Referência no Sistema Único de Saúde (SUS), o Hospital Municipal do Idoso ampliou o número de atendimentos em agosto. Foram 530 internações, 20 a mais do que em abril, quando abrigou 510 pacientes.

Há outra melhoria: em julho, a unidade recebeu 268 pacientes – 42 a mais do que em junho – encaminhados pela Central de Leitos, ou seja, que estavam em Unidades de Pronto Atendimento (UPAs) à espera de vagas em hospitais.

“O hospital cumpre, mais uma vez, seu objetivo de atender idosos com qualidade, sempre otimizando seus recursos”, afirma a secretária municipal da Saúde, Márcia Huçulak.

O balanço do hospital em julho também revela que 229 pacientes, ou 44% do total, tinham 80 anos ou mais. “É quem geralmente está em uma condição mais frágil nos meses de inverno”, diz o diretor executivo do hospital, Altair Rossato.

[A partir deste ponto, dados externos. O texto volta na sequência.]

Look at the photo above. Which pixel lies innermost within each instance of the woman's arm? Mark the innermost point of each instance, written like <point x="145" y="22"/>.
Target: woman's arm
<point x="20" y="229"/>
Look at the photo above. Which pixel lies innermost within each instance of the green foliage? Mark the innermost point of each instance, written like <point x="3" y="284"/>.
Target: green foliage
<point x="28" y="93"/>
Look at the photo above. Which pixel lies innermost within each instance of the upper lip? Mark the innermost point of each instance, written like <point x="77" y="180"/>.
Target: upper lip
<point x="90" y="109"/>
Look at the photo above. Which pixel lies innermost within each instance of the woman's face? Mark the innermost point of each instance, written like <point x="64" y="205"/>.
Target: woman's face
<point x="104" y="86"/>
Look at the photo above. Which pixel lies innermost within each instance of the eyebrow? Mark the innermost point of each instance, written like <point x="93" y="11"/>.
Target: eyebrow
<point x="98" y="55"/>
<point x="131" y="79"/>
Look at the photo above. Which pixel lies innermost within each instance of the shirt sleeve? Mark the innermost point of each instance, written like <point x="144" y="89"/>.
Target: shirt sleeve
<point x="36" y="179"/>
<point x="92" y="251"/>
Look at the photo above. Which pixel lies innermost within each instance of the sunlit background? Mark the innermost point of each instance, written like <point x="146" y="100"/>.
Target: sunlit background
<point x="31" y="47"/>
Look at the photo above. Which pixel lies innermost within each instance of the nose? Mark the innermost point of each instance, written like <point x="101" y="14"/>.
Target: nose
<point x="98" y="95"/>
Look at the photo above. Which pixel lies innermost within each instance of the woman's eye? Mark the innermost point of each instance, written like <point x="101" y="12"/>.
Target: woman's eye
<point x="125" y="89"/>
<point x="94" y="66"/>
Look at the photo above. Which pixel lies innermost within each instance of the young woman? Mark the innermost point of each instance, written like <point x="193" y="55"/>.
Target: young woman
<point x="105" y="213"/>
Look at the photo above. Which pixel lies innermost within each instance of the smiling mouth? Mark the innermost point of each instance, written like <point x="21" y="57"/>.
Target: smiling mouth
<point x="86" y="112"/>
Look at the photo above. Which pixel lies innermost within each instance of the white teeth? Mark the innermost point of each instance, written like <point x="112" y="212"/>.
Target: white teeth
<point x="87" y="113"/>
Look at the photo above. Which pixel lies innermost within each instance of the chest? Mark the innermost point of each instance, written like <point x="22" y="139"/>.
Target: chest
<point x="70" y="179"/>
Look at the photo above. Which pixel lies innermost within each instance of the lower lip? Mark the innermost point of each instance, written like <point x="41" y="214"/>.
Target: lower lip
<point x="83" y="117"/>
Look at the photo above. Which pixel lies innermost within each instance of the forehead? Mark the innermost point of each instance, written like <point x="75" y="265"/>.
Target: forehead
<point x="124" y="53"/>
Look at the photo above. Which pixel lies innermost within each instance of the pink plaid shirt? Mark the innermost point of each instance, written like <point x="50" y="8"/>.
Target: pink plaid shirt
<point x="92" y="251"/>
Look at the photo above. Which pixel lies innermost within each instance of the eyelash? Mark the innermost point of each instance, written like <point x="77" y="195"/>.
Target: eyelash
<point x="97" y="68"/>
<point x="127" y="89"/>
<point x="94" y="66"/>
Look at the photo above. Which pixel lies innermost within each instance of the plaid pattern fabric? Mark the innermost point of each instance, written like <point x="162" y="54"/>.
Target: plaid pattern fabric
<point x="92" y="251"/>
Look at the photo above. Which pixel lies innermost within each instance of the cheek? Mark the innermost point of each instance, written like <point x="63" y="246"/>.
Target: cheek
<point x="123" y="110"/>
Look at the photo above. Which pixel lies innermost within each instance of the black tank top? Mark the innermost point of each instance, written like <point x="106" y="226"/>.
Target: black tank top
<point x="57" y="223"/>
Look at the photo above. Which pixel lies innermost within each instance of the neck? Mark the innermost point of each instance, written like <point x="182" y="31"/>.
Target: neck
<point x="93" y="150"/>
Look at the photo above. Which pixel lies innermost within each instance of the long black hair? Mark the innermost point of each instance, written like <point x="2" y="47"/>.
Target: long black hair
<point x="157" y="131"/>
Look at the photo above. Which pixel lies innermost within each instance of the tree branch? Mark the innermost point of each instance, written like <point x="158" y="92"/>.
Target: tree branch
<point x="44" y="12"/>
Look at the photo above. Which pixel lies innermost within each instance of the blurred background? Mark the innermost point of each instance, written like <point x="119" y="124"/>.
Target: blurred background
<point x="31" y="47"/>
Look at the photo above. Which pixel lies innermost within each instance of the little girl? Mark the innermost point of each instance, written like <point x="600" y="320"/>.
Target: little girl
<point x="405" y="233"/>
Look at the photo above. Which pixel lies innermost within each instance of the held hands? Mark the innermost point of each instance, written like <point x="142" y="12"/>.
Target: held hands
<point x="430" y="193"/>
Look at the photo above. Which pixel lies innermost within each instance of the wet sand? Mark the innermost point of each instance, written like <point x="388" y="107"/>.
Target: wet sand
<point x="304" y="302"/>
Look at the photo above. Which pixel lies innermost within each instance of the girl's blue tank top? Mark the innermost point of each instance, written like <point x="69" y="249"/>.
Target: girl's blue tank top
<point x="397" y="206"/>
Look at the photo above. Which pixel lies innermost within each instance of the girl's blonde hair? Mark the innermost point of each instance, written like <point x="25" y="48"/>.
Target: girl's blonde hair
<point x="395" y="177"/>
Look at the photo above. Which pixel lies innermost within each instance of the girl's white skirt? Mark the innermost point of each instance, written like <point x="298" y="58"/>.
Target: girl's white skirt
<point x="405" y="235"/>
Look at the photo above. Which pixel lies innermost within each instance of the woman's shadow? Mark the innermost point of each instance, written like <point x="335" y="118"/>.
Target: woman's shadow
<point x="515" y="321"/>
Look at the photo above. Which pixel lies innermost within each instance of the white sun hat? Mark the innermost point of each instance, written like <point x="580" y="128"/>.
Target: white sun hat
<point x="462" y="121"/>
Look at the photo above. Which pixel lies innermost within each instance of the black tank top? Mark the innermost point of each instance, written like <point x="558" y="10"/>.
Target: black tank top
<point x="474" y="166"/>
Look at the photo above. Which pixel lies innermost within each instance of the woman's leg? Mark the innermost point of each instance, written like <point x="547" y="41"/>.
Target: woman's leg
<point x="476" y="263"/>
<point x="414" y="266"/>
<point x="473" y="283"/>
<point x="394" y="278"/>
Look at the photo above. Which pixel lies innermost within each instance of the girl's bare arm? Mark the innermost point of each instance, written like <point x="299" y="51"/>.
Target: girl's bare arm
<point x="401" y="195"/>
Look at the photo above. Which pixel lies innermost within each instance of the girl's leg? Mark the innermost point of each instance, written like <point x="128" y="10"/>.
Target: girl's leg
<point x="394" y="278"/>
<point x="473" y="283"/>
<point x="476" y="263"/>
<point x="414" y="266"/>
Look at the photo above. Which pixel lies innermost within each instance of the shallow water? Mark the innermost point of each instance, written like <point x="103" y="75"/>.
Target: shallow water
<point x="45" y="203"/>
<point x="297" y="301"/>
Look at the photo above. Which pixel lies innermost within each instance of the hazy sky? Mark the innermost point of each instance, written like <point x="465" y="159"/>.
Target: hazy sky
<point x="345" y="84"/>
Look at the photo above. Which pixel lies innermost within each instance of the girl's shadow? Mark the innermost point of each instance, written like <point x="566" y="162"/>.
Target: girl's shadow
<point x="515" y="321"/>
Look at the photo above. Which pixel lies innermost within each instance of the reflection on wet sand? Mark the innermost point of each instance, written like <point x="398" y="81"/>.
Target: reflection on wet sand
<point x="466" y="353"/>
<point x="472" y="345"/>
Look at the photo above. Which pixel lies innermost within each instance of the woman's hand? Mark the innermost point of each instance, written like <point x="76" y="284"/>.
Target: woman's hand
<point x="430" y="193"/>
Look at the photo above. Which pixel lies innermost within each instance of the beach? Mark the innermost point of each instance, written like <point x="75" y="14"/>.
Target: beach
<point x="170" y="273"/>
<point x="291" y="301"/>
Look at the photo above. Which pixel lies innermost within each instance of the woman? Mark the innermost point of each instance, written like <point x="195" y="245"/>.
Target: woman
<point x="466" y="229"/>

A ampliação de vagas no inverno deve muito a uma medida aparentemente simples que reduziu o número de leitos bloqueados por pacientes que precisam ficar isolados para evitar a contaminação de outros. A média caiu de 21 (fevereiro) para 5,6 (julho) e 5,8 (agosto).

As enfermarias do hospital têm três leitos a quatro por quarto. “Antes, nós perdíamos de um a dois leitos quando um paciente precisava de isolamento. Agora, a cama que ficaria vazia é levada para outro quarto”, explica Altair.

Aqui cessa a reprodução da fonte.